In the SQL cell below:

  • Set the source to 'Course Databases' to query databases used in SQL courses.
  • Set the source to 'DataFrames and CSVs' to query this course's CSV files (if any) with SQL
  • Write SQL! Note that you cannot run queries that modify the database.

Concepts about Database and Schema in PostgreSQL

Database

  • Definition: A database in PostgreSQL is a collection of schemas, which in turn contain tables, views, functions, and other objects.
  • Creation: Databases are created using the CREATE DATABASE command.
  • Connection: To interact with a database, you must connect to it using a client or application.
  • Isolation: Each database is isolated from others, meaning objects in one database are not directly accessible from another.

Schema

  • Definition: A schema is a logical container within a database that holds tables, views, indexes, sequences, data types, functions, and other objects.
  • Namespace: Schemas provide a namespace to organize database objects, allowing the same object name to be used in different schemas.
  • Default Schema: PostgreSQL includes a default schema named public.

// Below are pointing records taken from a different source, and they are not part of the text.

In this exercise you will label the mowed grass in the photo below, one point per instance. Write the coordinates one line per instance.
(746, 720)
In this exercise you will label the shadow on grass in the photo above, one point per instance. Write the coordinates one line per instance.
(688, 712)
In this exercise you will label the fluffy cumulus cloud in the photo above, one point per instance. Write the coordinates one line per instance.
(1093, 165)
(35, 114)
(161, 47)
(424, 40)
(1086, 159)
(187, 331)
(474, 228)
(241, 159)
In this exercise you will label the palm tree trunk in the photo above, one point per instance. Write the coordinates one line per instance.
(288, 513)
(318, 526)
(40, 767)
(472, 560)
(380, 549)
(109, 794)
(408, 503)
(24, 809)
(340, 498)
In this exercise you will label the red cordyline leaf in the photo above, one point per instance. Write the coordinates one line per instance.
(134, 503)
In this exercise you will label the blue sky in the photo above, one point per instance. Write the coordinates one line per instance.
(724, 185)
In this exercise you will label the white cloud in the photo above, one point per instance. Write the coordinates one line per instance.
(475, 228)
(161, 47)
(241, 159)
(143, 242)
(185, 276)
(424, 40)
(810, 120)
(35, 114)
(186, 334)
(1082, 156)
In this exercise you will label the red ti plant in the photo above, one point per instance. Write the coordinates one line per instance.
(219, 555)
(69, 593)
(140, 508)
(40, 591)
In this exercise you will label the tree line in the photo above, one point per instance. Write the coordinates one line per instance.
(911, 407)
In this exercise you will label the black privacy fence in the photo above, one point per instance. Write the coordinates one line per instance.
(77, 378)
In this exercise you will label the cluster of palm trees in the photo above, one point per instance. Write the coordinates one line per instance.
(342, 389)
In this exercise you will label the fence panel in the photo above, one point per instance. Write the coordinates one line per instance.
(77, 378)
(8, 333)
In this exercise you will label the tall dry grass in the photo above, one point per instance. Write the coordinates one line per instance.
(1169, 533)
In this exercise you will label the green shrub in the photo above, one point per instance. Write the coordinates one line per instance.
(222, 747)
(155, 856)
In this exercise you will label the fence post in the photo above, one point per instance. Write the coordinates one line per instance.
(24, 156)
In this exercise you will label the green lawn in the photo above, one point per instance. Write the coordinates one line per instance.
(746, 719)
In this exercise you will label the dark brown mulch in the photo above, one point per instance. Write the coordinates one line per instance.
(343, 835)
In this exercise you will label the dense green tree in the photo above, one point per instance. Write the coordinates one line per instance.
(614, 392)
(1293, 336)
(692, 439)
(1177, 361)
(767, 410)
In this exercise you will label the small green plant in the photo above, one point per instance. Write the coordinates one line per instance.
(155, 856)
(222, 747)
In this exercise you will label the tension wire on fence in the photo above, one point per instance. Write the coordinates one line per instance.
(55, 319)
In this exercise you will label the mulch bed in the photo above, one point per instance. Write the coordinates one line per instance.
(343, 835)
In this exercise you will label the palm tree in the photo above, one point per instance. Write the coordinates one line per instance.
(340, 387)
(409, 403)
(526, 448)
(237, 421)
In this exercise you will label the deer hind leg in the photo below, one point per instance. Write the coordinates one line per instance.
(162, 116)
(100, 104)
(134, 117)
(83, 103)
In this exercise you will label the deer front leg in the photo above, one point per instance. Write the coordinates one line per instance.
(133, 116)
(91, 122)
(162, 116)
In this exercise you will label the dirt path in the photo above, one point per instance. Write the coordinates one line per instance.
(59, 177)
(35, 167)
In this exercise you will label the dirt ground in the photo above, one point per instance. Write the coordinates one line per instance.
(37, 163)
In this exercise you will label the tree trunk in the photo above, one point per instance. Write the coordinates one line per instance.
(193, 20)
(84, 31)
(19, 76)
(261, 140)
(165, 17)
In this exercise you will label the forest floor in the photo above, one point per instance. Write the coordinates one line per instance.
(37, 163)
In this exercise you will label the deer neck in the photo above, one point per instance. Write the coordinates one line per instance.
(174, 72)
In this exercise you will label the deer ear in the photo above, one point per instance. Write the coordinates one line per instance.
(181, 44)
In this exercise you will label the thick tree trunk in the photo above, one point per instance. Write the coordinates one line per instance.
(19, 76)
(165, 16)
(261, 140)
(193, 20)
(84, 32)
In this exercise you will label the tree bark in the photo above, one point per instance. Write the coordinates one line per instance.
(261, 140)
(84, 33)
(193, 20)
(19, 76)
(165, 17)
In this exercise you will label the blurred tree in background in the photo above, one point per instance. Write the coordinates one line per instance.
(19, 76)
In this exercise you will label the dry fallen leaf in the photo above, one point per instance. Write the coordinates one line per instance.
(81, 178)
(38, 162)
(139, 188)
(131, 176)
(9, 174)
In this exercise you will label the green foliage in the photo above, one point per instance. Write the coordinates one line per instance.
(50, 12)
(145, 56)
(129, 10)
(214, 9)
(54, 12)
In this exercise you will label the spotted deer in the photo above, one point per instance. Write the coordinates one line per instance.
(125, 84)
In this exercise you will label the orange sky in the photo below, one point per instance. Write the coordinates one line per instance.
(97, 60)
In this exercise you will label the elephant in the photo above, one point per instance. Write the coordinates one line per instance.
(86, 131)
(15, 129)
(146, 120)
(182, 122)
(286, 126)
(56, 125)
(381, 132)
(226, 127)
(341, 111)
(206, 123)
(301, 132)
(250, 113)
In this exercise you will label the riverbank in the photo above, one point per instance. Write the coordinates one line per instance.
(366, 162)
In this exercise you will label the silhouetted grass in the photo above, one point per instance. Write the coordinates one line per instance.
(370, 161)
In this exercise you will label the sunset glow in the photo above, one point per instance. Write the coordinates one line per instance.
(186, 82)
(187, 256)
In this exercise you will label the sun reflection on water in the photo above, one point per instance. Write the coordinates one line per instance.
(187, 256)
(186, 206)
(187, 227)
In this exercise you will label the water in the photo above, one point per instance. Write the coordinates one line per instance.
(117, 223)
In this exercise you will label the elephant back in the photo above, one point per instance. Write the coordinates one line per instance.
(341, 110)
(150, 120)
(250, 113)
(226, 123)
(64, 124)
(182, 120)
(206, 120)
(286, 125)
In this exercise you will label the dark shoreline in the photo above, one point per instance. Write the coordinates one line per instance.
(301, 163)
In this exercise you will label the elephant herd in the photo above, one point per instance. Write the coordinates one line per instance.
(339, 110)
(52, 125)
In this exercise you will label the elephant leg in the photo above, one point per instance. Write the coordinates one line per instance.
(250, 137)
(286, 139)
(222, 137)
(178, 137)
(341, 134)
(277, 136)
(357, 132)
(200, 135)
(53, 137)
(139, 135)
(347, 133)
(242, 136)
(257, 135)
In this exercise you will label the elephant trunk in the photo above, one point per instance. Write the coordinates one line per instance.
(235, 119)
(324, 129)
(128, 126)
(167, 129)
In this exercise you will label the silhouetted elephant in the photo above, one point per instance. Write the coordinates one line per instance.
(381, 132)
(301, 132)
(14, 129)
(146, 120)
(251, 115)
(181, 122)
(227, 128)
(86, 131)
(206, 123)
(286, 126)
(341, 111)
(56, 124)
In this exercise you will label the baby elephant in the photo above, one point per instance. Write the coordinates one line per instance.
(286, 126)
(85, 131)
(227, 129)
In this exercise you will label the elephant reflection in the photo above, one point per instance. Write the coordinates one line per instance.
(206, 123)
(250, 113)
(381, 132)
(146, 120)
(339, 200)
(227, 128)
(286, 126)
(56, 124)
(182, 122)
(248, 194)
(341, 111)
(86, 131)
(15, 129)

Unless specified otherwise, new objects are created in this schema.
  • Creation: Schemas are created using the CREATE SCHEMA command.
  • Usage: Objects within a schema are referenced using the schema_name.object_name notation.

Example Commands

Creating a Database
CREATE DATABASE my_database;

CREATE SCHEMA new_schema;

Important Data Types in PostgreSQL

PostgreSQL supports a wide range of data types to accommodate various kinds of data. Here are some of the most commonly used data types:

Numeric Types

  • smallint: 2-byte integer, range -32,768 to 32,767.
  • integer: 4-byte integer, range -2,147,483,648 to 2,147,483,647.
  • bigint: 8-byte integer, range -9,223,372,036,854,775,808 to 9,223,372,036,854,775,807.
  • decimal: Variable precision numeric type.
  • numeric: Similar to decimal, used for exact numeric values.
  • real: 4-byte floating point number.
  • double precision: 8-byte floating point number.
  • serial: Auto-incrementing 4-byte integer.
  • bigserial: Auto-incrementing 8-byte integer.

Character Types

  • char(n): Fixed-length character type.
  • varchar(n): Variable-length character type with a limit.
  • text: Variable-length character type with no specific limit.

Date/Time Types

  • timestamp: Date and time (without time zone).
  • timestamptz: Date and time (with time zone).
  • date: Calendar date (year, month, day).
  • time: Time of day (without time zone).
  • timetz: Time of day (with time zone).
  • interval: Time span.

Boolean Type

  • boolean: Logical Boolean (true/false).

UUID Type

  • uuid: Universally unique identifier.

Array Type

  • array: Variable-length array of any data type.

JSON Types

  • json: Textual JSON data.
  • jsonb: Binary JSON data, more efficient for processing.

Special Types

  • bytea: Binary data ("byte array").
  • inet: IPv4 or IPv6 host address.
  • cidr: IPv4 or IPv6 network.
  • macaddr: MAC address.

Example Commands

Creating a Table with Various Data Types
CREATE TABLE example_table ( id serial PRIMARY KEY, name varchar(100), age integer, salary numeric(10, 2), created_at timestamptz DEFAULT current_timestamp, is_active boolean, data jsonb );

Categorical Data in PostgreSQL

In PostgreSQL, categorical data can be represented using various data types such as ENUM, TEXT, or VARCHAR. Here are some examples of how to use these data types to handle categorical data:

Using ENUM

The ENUM type is useful for representing a fixed set of values. For example, you can define an ENUM type for days of the week:

CREATE TYPE day_of_week AS ENUM ('Monday', 'Tuesday', 'Wednesday', 'Thursday', 'Friday', 'Saturday', 'Sunday'); CREATE TABLE schedule ( id SERIAL PRIMARY KEY, day day_of_week NOT NULL );

Using Boolean Data

In PostgreSQL, Boolean data is represented using the BOOLEAN data type. This type can store TRUE, FALSE, and NULL values. Here is an example of how to use the BOOLEAN data type in a table:

CREATE TABLE users ( id SERIAL PRIMARY KEY, username VARCHAR(50) NOT NULL, is_active BOOLEAN NOT NULL DEFAULT TRUE ); -- Insert some example data INSERT INTO users (username, is_active) VALUES ('alice', TRUE); INSERT INTO users (username, is_active) VALUES ('bob', FALSE); INSERT INTO users (username) VALUES ('charlie'); -- Defaults to TRUE -- Query the table SELECT * FROM users;

Temporal Data Types in PostgreSQL

PostgreSQL provides several data types to handle temporal data, such as dates, times, and timestamps. Here are some examples of how to use these data types:

DATE

The DATE type stores the calendar date (year, month, day) without any time information.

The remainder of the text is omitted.